Section 13.Certain Definitions.
(a) A person shall be deemed to be “Acting in Concert” with another person if such person knowingly acts (whether or not pursuant to an express agreement, arrangement or understanding) in concert with, or towards a common goal relating to the management, governance or control of the Corporation in parallel with, such other person where (A) each person is conscious of the other person’s conduct or intent and this awareness is an element in their decision-making processes and (B) at least one additional factor suggests that such persons intend to act in concert or in parallel, which such additional factors may include, without limitation, exchanging information (whether publicly or privately), attending meetings, conducting discussions, or making or soliciting invitations to act in concert or in parallel;provided, that a person shall not be deemed to be Acting in Concert with any other person solely as a result of the solicitation or receipt of revocable proxies or consents from such other person in response to a solicitation made pursuant to, and in accordance with, Section 14(a) of the Exchange Act by way of a proxy or consent solicitation statement filed on Schedule 14A. A person Acting in Concert with another person shall be deemed to be Acting in Concert with any third party who is also Acting in Concert with such other person.
(b) “Close of business” shall mean 5:00 p.m., local time, at the principal executive offices of the Corporation on any calendar day, whether or not such day is a business day.
(c) “Control” (including the terms “controlling,” “controlled by” and “under common control with”) means the possession, direct or indirect, of the power to direct or cause the direction of the management and policies of a person, whether through the ownership of voting securities, by contract or otherwise.
(d) “Present in Person” shall mean that the Proponent or Nominating Stockholder, or a qualified representative of such Proponent or Nominating Stockholder, appears in person at the applicable meeting of stockholders (unless such meeting is held by means of the Internet or other electronic technology in which case the Proponent or Nominating Stockholder or its qualified representative shall be present at such meeting of stockholders by means of the Internet or other electronic technology).
(e) A “public disclosure” or its corollary “publicly disclosed” shall mean disclosure by the Corporation in (i) a document publicly filed by the Corporation with, or furnished by the Corporation to, the SEC pursuant to Section 13, 14 or 15(d) of the Exchange Act, (ii) a press release issued by the Corporation and distributed through the Dow Jones Newswire, Business Wire, Reuters Information Service or any similar or successor news wire or press release distribution service, or (iii) another method reasonably intended by the Corporation to achieve broad-based dissemination of the information contained therein.
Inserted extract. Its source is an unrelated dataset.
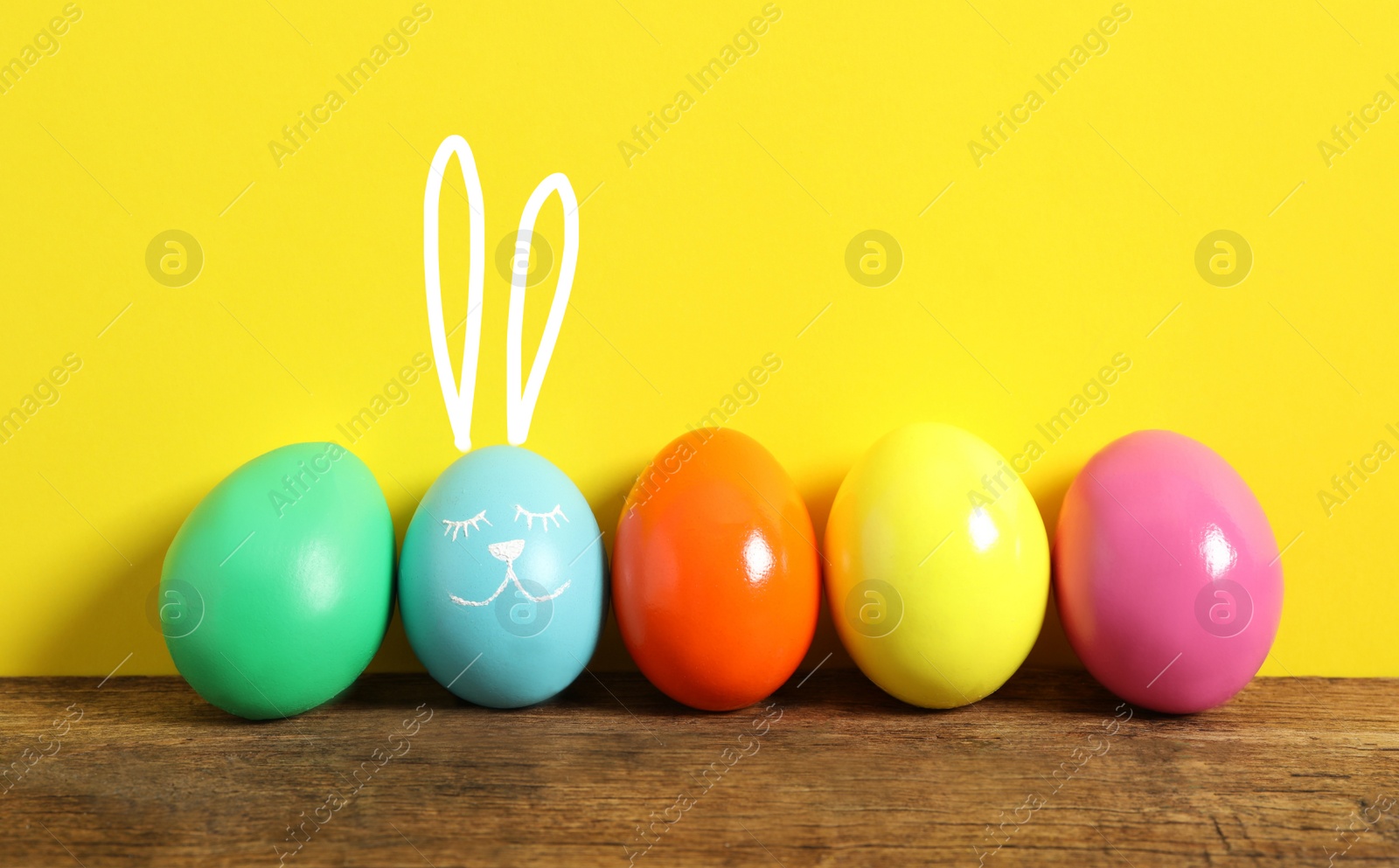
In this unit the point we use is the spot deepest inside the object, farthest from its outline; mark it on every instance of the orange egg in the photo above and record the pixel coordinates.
(715, 579)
(f) A “qualified representative” of any stockholder means a person who is a duly authorized officer, manager or partner of such stockholder (including, as applicable, a Proponent or a Nominating Stockholder) or has been authorized by a writing executed by such stockholder or an electronic transmission delivered by such stockholder to act for such stockholder as proxy with respect to the specific matter to be considered at the meeting of stockholders and such person must produce such writing or electronic transmission, or a reliable reproduction (to the reasonable satisfaction of the Presiding Officer) of the writing or electronic transmission, at the meeting of stockholders prior to the taking of action by such person on behalf of the stockholder.
(g) “Stockholder Associated Person” means with respect to any Proponent or Nominating Stockholder, (i) any other beneficial owner of stock of the Corporation owned of record or beneficially by such Proponent or Nominating Stockholder, (ii) any participant (as defined in paragraphs (a)(ii)-(vi) of Instruction 3 to Item 4 of Schedule 14A) with such Proponent or Nominating Stockholder in any solicitation contemplated by the Proposal Notice or the Nominating Notice, (iii) each person who is disclosed as a member of a “group” with any such Proponent or Nominating Stockholder or beneficial owner in a Schedule 13D or an amendment thereto filed with the SEC relating to the equity securities of the Corporation, and (iv) any person that directly, or indirectly through one or more intermediaries, is Acting in Concert with such Proponent or Nominating Stockholder or a Stockholder Associated Person of such Proponent or Nominating Stockholder.